I looked over at my answering machine. Sure enough, the light was blinking. The woman really was a detective.
“It's some girl,” LaGuerta said. “She sounds kind of sleepy and happy. You got a girlfriend, Dexter?” There was a strange hint of challenge in her voice.
“You know how it is,” I said. “Women today are so forward, and when you are as handsome as I am they absolutely fling themselves at your head.” Perhaps an unfortunate choice of words; as I said it I couldn't help thinking of the woman's head flung at me not so long ago.
“Watch out,” LaGuerta said. “Sooner or later one of them will stick.” I had no idea what she thought that meant, but it was a very unsettling image.
“I'm sure you're right,” I said. “Until then, carpe diem.”
“What?”
“It's Latin,” I said. “It means, complain in daylight.”
“What have you got about this thing last night?” she said suddenly.
I held up the case file. “I was just looking at it,” I said.
“It's not the same,” she said, frowning. “No matter what those asshole reporters say.
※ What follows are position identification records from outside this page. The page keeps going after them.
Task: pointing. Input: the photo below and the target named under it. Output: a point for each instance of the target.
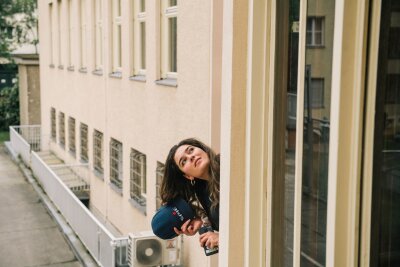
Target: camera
(208, 251)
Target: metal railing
(75, 176)
(20, 145)
(101, 244)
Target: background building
(300, 97)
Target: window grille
(98, 151)
(61, 119)
(84, 142)
(71, 135)
(138, 177)
(116, 163)
(159, 176)
(169, 26)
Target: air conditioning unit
(146, 249)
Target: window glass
(317, 91)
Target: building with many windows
(300, 97)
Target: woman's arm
(190, 227)
(209, 239)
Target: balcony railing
(104, 247)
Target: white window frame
(69, 33)
(138, 44)
(82, 37)
(59, 48)
(313, 31)
(167, 12)
(116, 39)
(51, 35)
(138, 179)
(98, 34)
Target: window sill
(115, 188)
(315, 46)
(72, 153)
(83, 70)
(139, 78)
(167, 82)
(98, 72)
(98, 174)
(62, 145)
(138, 206)
(116, 74)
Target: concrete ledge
(73, 240)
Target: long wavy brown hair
(175, 184)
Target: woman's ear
(188, 177)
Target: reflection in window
(316, 131)
(290, 136)
(315, 31)
(385, 225)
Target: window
(84, 142)
(138, 177)
(159, 176)
(116, 163)
(315, 31)
(51, 22)
(61, 119)
(98, 35)
(53, 123)
(98, 152)
(71, 135)
(69, 32)
(59, 32)
(82, 37)
(317, 92)
(116, 37)
(169, 66)
(139, 38)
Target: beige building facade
(300, 97)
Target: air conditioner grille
(149, 252)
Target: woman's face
(192, 161)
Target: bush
(9, 107)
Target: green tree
(9, 107)
(18, 24)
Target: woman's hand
(209, 239)
(190, 227)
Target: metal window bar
(53, 123)
(61, 118)
(98, 151)
(71, 135)
(138, 176)
(116, 163)
(159, 176)
(84, 142)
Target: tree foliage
(9, 107)
(18, 24)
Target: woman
(192, 172)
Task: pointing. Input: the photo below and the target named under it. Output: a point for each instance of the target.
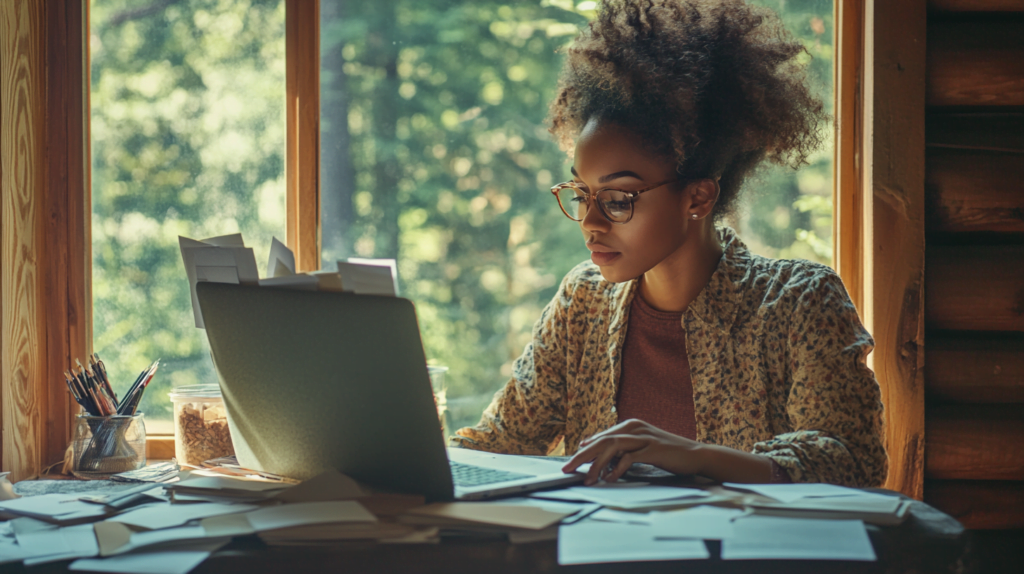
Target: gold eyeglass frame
(592, 197)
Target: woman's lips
(602, 255)
(602, 258)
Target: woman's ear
(704, 195)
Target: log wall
(974, 271)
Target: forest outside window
(432, 150)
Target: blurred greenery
(433, 151)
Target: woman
(675, 345)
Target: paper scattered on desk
(222, 260)
(305, 514)
(330, 485)
(496, 514)
(594, 541)
(622, 494)
(792, 538)
(165, 516)
(180, 560)
(369, 276)
(59, 508)
(709, 523)
(797, 491)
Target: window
(432, 151)
(187, 139)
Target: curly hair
(716, 85)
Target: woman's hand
(612, 451)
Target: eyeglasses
(614, 205)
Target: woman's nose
(593, 220)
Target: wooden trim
(848, 232)
(979, 504)
(302, 169)
(23, 90)
(976, 442)
(68, 216)
(894, 167)
(44, 170)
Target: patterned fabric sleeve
(834, 404)
(527, 415)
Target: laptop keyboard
(468, 475)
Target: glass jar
(440, 395)
(105, 445)
(201, 431)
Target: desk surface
(928, 541)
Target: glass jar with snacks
(201, 431)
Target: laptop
(315, 380)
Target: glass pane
(187, 139)
(434, 152)
(784, 213)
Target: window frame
(50, 324)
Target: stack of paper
(825, 501)
(630, 496)
(220, 260)
(196, 487)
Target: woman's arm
(527, 415)
(612, 452)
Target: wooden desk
(929, 541)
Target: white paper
(303, 514)
(57, 506)
(75, 541)
(708, 523)
(616, 494)
(223, 259)
(282, 261)
(173, 561)
(369, 276)
(594, 541)
(610, 515)
(758, 537)
(796, 491)
(166, 516)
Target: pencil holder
(105, 445)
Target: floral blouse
(777, 359)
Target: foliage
(432, 151)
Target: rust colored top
(654, 386)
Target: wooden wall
(974, 271)
(44, 256)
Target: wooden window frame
(46, 251)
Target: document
(708, 523)
(305, 514)
(165, 516)
(282, 261)
(369, 276)
(59, 508)
(170, 561)
(758, 537)
(41, 542)
(223, 259)
(495, 514)
(794, 492)
(622, 494)
(594, 541)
McHale is guilty. He confessed. This one is not the same.”
“I guess it seems like too much of a coincidence,” I said. “Two brutal killers at the same time.”
LaGuerta shrugged. “It's Miami, what do they think? Here is where these guys come on vacation. There's lots of bad guys out there. I can't catch them all.”
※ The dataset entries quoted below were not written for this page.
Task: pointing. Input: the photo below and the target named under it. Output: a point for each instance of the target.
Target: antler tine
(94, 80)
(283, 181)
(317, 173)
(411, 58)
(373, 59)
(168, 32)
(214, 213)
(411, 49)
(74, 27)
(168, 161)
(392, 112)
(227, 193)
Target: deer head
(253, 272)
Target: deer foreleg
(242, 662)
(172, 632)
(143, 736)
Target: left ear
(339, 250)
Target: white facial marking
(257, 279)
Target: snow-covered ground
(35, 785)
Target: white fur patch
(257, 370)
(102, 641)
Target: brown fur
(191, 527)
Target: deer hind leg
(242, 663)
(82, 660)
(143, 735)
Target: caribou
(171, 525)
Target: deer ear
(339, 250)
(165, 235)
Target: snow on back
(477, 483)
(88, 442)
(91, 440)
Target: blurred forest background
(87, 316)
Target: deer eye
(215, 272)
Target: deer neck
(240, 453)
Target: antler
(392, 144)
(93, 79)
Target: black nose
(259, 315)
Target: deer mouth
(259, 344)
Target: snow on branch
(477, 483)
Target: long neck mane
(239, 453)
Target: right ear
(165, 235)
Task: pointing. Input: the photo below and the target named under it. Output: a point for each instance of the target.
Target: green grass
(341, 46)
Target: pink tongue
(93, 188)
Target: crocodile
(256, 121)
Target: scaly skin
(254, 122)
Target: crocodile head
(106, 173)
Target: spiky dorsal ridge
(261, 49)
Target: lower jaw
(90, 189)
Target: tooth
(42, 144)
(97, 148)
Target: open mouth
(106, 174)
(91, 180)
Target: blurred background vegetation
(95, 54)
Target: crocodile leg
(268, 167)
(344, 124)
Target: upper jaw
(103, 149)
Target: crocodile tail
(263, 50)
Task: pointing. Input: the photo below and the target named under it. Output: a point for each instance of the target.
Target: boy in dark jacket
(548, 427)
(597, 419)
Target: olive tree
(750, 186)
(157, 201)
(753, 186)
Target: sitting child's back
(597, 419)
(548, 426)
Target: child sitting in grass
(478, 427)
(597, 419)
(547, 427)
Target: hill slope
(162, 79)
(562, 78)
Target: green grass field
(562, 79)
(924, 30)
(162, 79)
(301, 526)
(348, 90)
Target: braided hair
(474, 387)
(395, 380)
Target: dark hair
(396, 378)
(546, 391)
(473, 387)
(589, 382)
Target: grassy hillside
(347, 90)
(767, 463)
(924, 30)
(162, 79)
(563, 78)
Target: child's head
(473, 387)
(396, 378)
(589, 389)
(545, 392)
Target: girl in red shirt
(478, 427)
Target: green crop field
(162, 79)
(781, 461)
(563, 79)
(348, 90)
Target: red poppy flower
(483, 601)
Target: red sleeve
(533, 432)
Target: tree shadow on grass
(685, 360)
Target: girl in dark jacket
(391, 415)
To be truthful, she couldn't catch any of them unless they hurled themselves off a building and into the front seat of her car, but this didn't seem like a good time to bring that up. LaGuerta stepped closer to me and flicked the folder with a dark red fingernail. “I need you to find something here, Dexter. To show it's not the same.”
A light dawned. She was getting unpleasant pressure, probably from Captain Matthews, a man who believed what he read in the papers as long as they spelled his name right. And she needed some ammunition to fight back. “Of course it's not the same,” I said. “But why come to me?”
She stared at me for a moment through half-closed eyes, a curious effect. I think I had seen the same stare in some of the movies Rita had dragged me to see, but why on earth Detective LaGuerta had turned the look on me I couldn't say. “I let you in the seventy-two-hour briefing,” she said. “Even though Doakes wants you dead, I let you stay.”
“Thank you very much.”
“Because you have a feeling for these things sometimes. The serial ones. That's what they all say. Dexter has a feeling sometimes.”
“Oh, really,” I said, “just a lucky guess once or twice.”
“And I need somebody in the lab who can find something.”
“Then why not ask Vince?”
“He's not so cute,” she said. “You find something.”
She was still uncomfortably close, so close I could smell her shampoo. “I'll find something,” I said.
She nodded at the answering machine. “You gonna call her back? You don't have time for chasing pussy.”
She still hadn't backed up, and it took me a moment to realize she was talking about the message on my machine. I gave her my very best political smile. “I think it's chasing me, Detective.”
“Hah. You got that right.” She gave me a long look, then turned and walked away.
I don't know why, but I watched her go. I really couldn't think of anything else to do. Just before she passed out of sight around the corner, she smoothed her skirt across her hips and turned to look at me. Then she was gone, off into the vague mysteries of Homicidal Politics.
And me? Poor dear dazed Dexter? What else could I do? I sank into my office chair and pushed the play button on my answering machine. “Hi, Dexter. It's me.” Of course it was. And as odd as it was, the slow, slightly raspy voice sounded like “me” was Rita. “Mm… I was thinking about last night. Call me, mister.” As LaGuerta had observed, she sounded kind of tired and happy. Apparently I had a real girlfriend now.
Where would the madness end?
FOR A FEW MOMENTS I JUST SAT AND THOUGHT about life's cruel ironies. After so many years of solitary self-reliance, I was suddenly pursued from all directions by hungry women. Deb, Rita, LaGuerta-they were all apparently unable to exist without me. Yet the one person I wanted to spend some quality time with was being coy, leaving Barbie dolls in my freezer. Was any of this fair?